Ancak bunu görünce bize açıklama yapan adamın neden bu sularda elinizi yüzünüzü yıkmayın dediğine anlam verebildik. Alttan alttan mesaj veriyomuş galiba, bak valla sizin iyiliğiniz için söylüyorum, koleraya, tifoya yakalanabilirsiniz, su rezil durumda demek istiyordu belki de ne bileyim! Hala buranın gerçek kaynak olup olmadığı konusunda tartışıyoruz ve gözlerimize inanmak istemiyoruz ama acı gerçek biz o sudan yapılmış yemeği yedik.
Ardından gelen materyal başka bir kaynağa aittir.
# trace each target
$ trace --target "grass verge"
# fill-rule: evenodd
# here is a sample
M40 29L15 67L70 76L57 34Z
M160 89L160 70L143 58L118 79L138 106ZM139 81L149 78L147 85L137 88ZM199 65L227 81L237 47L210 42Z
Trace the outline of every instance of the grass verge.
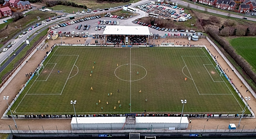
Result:
M42 31L41 33L39 33L35 38L32 40L30 42L30 45L27 45L23 49L22 51L20 52L19 53L18 55L16 56L14 59L11 62L11 63L8 65L2 71L2 72L0 73L0 78L1 78L1 79L2 77L3 77L3 76L5 74L7 73L9 71L11 71L12 68L13 68L14 67L14 64L15 64L16 62L17 62L22 57L25 55L26 54L27 51L29 50L32 46L33 46L33 44L34 43L37 41L39 37L40 36L45 36L47 34L47 31L48 31L48 29L46 28L46 29ZM20 48L23 44L24 43L23 43L20 46L18 47L18 49L19 48ZM12 56L15 53L13 52L12 53L12 54L10 55L10 56ZM6 59L5 60L4 62L3 62L3 63L4 63L6 62L6 61L8 60L8 59ZM1 80L1 83L2 82L2 80Z

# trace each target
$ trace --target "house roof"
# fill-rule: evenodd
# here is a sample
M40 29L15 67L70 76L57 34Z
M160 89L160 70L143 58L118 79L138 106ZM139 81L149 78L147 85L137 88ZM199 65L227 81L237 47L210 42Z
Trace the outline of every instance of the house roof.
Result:
M240 5L240 7L242 8L249 8L250 6L249 4L241 4Z
M11 3L14 3L16 0L9 0L9 2Z
M231 2L230 2L230 3L229 4L229 5L233 5L232 6L234 6L235 5L235 4L236 4L236 3L233 1L231 1Z
M26 4L30 4L30 3L29 3L29 1L19 1L19 2L17 3L17 4L18 5L20 5L20 4L21 4L21 5L25 5Z
M256 6L256 4L255 4L254 2L252 2L252 4L253 7Z
M1 11L2 12L5 12L9 10L11 10L11 9L10 9L9 7L5 7L0 8L0 11Z

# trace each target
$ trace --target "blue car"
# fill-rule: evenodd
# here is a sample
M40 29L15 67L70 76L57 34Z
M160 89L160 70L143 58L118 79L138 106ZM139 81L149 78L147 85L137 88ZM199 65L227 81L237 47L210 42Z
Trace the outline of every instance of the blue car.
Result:
M30 31L30 30L31 31L31 30L32 30L33 28L29 28L28 29L27 29L27 31Z

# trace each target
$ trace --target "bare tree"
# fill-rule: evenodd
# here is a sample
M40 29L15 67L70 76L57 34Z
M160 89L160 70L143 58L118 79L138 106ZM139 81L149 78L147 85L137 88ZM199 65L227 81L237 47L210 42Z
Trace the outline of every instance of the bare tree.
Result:
M22 18L23 17L22 13L20 12L15 12L12 15L13 21L18 21Z

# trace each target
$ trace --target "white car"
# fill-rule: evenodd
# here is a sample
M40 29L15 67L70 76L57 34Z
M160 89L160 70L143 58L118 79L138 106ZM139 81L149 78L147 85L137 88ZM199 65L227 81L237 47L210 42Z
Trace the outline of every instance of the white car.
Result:
M6 52L8 50L8 48L4 48L3 49L3 50L2 50L2 51L3 52Z

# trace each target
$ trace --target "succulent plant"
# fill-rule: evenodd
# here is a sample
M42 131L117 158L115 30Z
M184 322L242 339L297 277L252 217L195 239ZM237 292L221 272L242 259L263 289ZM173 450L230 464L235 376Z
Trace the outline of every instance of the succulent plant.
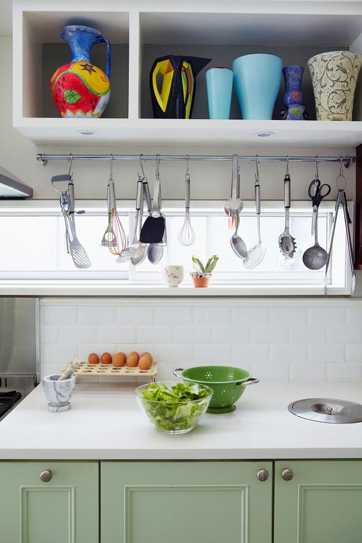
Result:
M212 270L215 268L215 266L218 263L218 256L217 256L216 255L212 255L204 266L201 260L199 260L199 258L196 258L194 256L193 256L192 257L194 269L200 275L205 273L211 273Z

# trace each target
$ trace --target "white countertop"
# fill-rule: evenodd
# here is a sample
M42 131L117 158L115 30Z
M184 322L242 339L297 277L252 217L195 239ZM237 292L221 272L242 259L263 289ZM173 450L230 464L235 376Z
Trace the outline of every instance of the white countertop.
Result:
M326 424L288 411L329 397L362 403L362 382L261 383L237 409L206 414L189 433L158 432L140 411L134 384L79 384L72 409L49 413L38 386L0 422L1 459L362 458L362 423Z

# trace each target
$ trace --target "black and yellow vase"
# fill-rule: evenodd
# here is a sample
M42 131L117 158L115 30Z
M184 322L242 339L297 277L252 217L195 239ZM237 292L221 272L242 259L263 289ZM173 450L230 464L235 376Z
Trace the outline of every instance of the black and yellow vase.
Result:
M196 76L211 61L211 59L173 55L156 59L150 72L154 118L190 118ZM161 91L157 85L160 74L163 76Z

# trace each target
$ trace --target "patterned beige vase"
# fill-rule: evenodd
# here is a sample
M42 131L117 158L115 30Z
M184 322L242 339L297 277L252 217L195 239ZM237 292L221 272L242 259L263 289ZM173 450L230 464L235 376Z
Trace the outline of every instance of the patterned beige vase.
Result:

Boşuna dememişler öldürmeyen Allah öldürmüyor diye :) 

Yemekten sonra ilk gece konaklayacağımız kamp alnına doğru tırmanışa devam ettik. İlk gün toplam yedi saat yürüdük ve kamp yerimizin eşsiz manzarası ile karşılaştık. Buraya kadar gelmek yorucuydu ama göl manzarası ve gün batımı tüm yorgunluğumuzu aldı götürdü. 













Ertesi gün krater gölüne inişle başladı. İnmek, çıkmaktan daha fazla dikkat gerektiriyor ama yükleri taşıyan adamlar çıplak ayakları ile bizim binbir dikkatle inip çıktığımız yerlerde afedersiniz biyerlerini sallaya sallaya, ağızda sigaralar, güle oynaya hareket ediyorlar...
Gölün kenarında kısa bir mola verip ekvatorun en yüksek gölünde yüzmenin keyfini çıkarttık. Sonraki durak sıcak su şelaleleri oldu. Galiba sülfürlü sarı ve sıcacık bir su fışkırıyor dağın göbeğinden ve aşağıya doğru muhteşem bir görüntü vererek akıyor. Tabi bu kadar yüksekten düşünce de altında yüzmek için ve atlamak için çok güzel ve derin bir alan oluşturuyor. Dağın başında titreten rüzgarın altında bir saatten fazla süren sıcacık su ve sanki jakuzi, duş keyfi inanılmaz bir nimetti :) 






























Tekrar başladık tırmanmaya yaklaşık 3 saatlik gerçekten dik bir yolun sonunda kamp yerine vardık. Erkenden de yattık çünkü ertesi gün sabahın saat ikisinde kalkıp zirveye doğru gün doğumuna yetişmeye çalışacağız.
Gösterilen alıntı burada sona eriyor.